На протяжении тех нескольких недель, что еще оставались у нее, Мэрилин старалась доказать, что за шестнадцать лет тело ее не только не утратило своей привлекательности, но даже выросло в цене, поскольку снимки из недорогих изданий перекочевали на глянцевые страницы журналов шестидесятых. Для журнала «Лайф» она сфотографировалась на стропилах в облегающем свитере и брюках. Для «Космополитена» позировала в мексиканском свитере у пляжного дома Питера Лоуфорда, на фоне океана, обдуваемая ветром и с бокалом шампанского в руках.
Во время ночных фотосъемок для журнала «Вог», в отеле «Бель-Эр», Мэрилин в последний раз удовлетворила свою потребность в эксгибиционизме. Наедине с фотографом и бутылками с шампанским она позировала в мехах, прикрывшись прозрачным газовым шарфиком. А напоследок фотографировалась в совершенно обнаженном виде. Объектив фотоаппарата запечатлел некоторую усталость, шрам на животе — память, оставшуюся после операции на желчном пузыре, — но сам фотограф узрел на ней печать бессмертия.
«Мэрилин обладала силой, — два десятилетия спустя писал фотограф Берт Стерн. — Она была ветром, той кометообразной формой, которую Блейк рисует вокруг священной фигуры. Она была светом, и богиней, и луной. Даль и мечта, тайна и опасность. А также все остальное в придачу, включая Голливуд и девчонку из соседнего дома, на которой мечтает жениться каждый парнишка. Я мог повесить камеру на крючок, чтобы убежать с ней и зажить счастливо...»

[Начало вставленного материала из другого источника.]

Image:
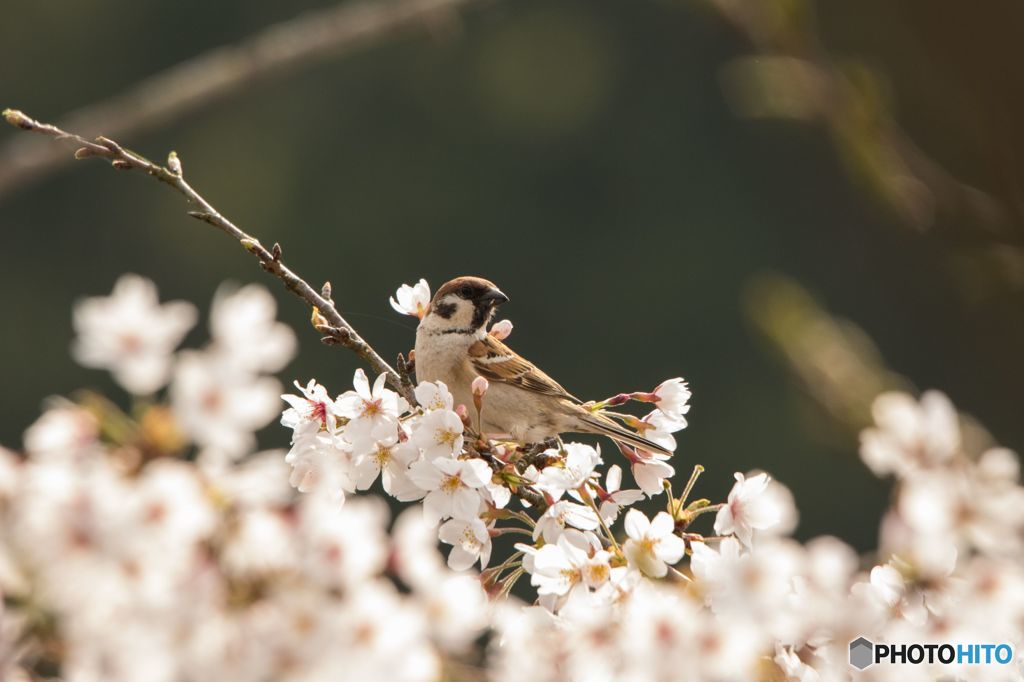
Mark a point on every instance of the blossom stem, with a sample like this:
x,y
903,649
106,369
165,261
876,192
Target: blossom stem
x,y
495,533
585,494
707,510
697,470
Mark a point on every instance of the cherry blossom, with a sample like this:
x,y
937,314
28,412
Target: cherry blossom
x,y
749,508
452,485
131,334
412,300
651,547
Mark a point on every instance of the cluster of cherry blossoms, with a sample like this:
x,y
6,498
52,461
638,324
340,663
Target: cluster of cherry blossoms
x,y
472,487
949,570
155,543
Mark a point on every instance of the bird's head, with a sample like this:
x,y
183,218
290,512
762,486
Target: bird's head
x,y
465,304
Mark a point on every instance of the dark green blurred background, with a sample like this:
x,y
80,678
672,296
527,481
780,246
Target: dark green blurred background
x,y
583,155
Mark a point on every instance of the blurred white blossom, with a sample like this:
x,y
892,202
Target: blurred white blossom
x,y
131,334
412,300
245,330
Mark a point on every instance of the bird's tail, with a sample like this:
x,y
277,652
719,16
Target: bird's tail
x,y
599,424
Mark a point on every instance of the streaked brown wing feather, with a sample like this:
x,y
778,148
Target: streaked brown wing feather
x,y
496,361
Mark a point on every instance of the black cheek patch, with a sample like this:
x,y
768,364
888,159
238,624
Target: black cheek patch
x,y
481,312
445,310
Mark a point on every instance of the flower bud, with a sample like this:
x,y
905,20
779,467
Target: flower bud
x,y
173,163
501,330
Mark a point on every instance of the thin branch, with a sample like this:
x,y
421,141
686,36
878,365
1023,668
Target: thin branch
x,y
223,71
326,316
327,320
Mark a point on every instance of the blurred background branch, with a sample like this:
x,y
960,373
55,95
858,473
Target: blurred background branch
x,y
272,52
794,77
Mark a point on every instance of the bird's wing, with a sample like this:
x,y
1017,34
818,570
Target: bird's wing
x,y
496,361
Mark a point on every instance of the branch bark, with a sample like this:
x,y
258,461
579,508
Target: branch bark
x,y
327,320
223,71
326,317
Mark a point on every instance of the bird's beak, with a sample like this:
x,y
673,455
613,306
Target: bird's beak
x,y
496,297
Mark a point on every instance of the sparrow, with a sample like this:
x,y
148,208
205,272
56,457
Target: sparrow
x,y
522,402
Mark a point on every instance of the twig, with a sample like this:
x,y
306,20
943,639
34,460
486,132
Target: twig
x,y
223,71
336,330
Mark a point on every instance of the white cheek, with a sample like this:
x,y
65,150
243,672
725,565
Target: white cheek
x,y
463,312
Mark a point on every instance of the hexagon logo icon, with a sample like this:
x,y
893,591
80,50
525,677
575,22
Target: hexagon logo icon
x,y
861,652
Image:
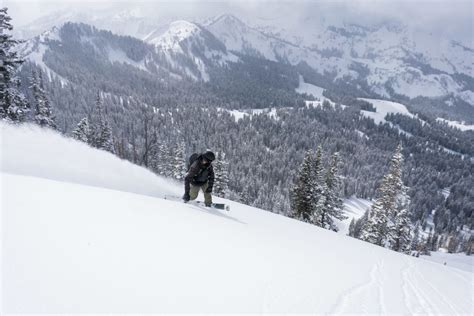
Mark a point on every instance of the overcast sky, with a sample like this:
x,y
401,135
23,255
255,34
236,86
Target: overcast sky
x,y
453,18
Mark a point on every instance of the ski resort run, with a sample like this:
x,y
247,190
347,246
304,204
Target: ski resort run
x,y
86,232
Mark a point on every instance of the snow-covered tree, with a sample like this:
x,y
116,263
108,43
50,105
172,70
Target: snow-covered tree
x,y
13,105
351,231
82,132
105,139
44,116
401,226
332,203
318,186
179,161
379,229
163,161
100,131
302,193
221,181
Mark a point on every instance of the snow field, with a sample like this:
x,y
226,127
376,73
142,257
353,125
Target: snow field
x,y
85,232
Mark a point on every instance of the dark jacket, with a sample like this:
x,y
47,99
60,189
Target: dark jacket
x,y
198,174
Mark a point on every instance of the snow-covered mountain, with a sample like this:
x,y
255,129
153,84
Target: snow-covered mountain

Другой обозреватель не испытал столь возвышенных чувств. «Лайф», который начал вести с Мэрилин переговоры вскоре после гала-концерта в честь дня рождения президента, прислал в Лос-Анджелес репортера по имени Ричард Меримен. Ему, как и Мэрилин, было тридцать шесть, в отдел «Нравов и морали» «Лайфа» он перешел с должности редактора религиозного отдела. Журнал готовил материалы о славе, и Пэт Ньюком, помощник Мэрилин по связи с прессой, предложила им рассказать о своей хозяйке. Меримен, одолжив магнитофон, которым еще не умел пользоваться, отправился в Брентвуд. Взятое им интервью Мэрилин увидела отпечатанным за два дня до смерти. Оно стало ее последним обращением к публике.